- Date: December 23, 2005
- Season: 2005
- Stadium: Amon G. Carter Stadium
- Location: Fort Worth, Texas
- MVP: Jason Swanson (QB, Kansas) & Kevin Kolb (QB, Houston)
- Favorite: Kansas by 3
- Referee: Tom Zimorski (ACC)
- Attendance: 33,505
- Payout: US$750,000

United States TV coverage
- Network: ESPN
- Announcers: Gary Thorne (play-by-play) Ed Cunningham (color) Dr. Jerry Punch (sideline)

= 2005 Fort Worth Bowl =

The 2005 edition of the Fort Worth Bowl (later known as the Armed Forces Bowl), the third edition, featured the Kansas Jayhawks and the Houston Cougars.

==Game summary==
Brian Murph of Kansas scored the first points of the game on an 85-yard touchdown return of a punt to give Kansas an early 7–0 lead. Houston's Ben Bell answered in the second quarter with a 32-yard field goal making it 7–3. Kansas quarterback Jason Swanson fired a 13-yard touchdown pass to Jon Cornish making it 14–3 Kansas. With 57 seconds left in the first half, Houston quarterback Kevin Kolb scored on a 1-yard touchdown run bringing it to 14–10 at halftime.

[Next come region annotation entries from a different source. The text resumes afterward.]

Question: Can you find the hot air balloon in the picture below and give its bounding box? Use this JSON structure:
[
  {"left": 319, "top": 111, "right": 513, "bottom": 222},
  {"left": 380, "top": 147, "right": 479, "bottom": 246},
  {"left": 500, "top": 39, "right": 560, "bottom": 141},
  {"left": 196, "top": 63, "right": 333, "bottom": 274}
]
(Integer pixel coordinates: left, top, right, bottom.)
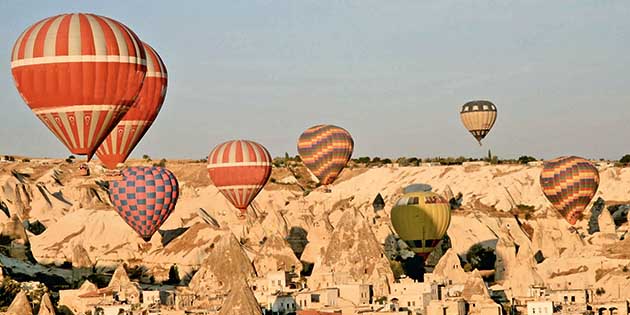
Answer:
[
  {"left": 459, "top": 101, "right": 497, "bottom": 145},
  {"left": 110, "top": 166, "right": 179, "bottom": 242},
  {"left": 391, "top": 191, "right": 451, "bottom": 259},
  {"left": 96, "top": 43, "right": 167, "bottom": 169},
  {"left": 298, "top": 125, "right": 354, "bottom": 185},
  {"left": 540, "top": 156, "right": 599, "bottom": 225},
  {"left": 208, "top": 140, "right": 271, "bottom": 218},
  {"left": 11, "top": 13, "right": 147, "bottom": 159}
]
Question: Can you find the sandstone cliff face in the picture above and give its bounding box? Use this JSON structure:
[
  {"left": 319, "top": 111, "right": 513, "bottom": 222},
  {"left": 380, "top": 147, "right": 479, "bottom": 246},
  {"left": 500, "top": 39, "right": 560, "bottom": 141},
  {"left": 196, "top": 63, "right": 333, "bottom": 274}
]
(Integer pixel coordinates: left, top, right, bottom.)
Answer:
[
  {"left": 189, "top": 232, "right": 256, "bottom": 297},
  {"left": 254, "top": 234, "right": 302, "bottom": 275},
  {"left": 300, "top": 216, "right": 333, "bottom": 264},
  {"left": 37, "top": 292, "right": 55, "bottom": 315},
  {"left": 309, "top": 210, "right": 394, "bottom": 296},
  {"left": 7, "top": 291, "right": 33, "bottom": 315},
  {"left": 433, "top": 248, "right": 468, "bottom": 284},
  {"left": 219, "top": 282, "right": 262, "bottom": 315}
]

In the third quarter, Jason Swanson again found Jon Cornish for a 30-yard touchdown pass, increasing Kansas's lead to 21–10. T.J. Lawrence of Houston kicked a 44-yard field goal for Houston to make it 21–13. Jason Swanson later threw a 32-yard touchdown pass to Mark Simmons, giving Kansas a 28–13 lead.

In the fourth quarter, defensive end Charlton Keith intercepted a Houston pass and returned it 14 yards for a touchdown, making it 35–13. Jason Swanson's 48-yard touchdown pass to Brian Murph capped the scoring at 42–13 Kansas.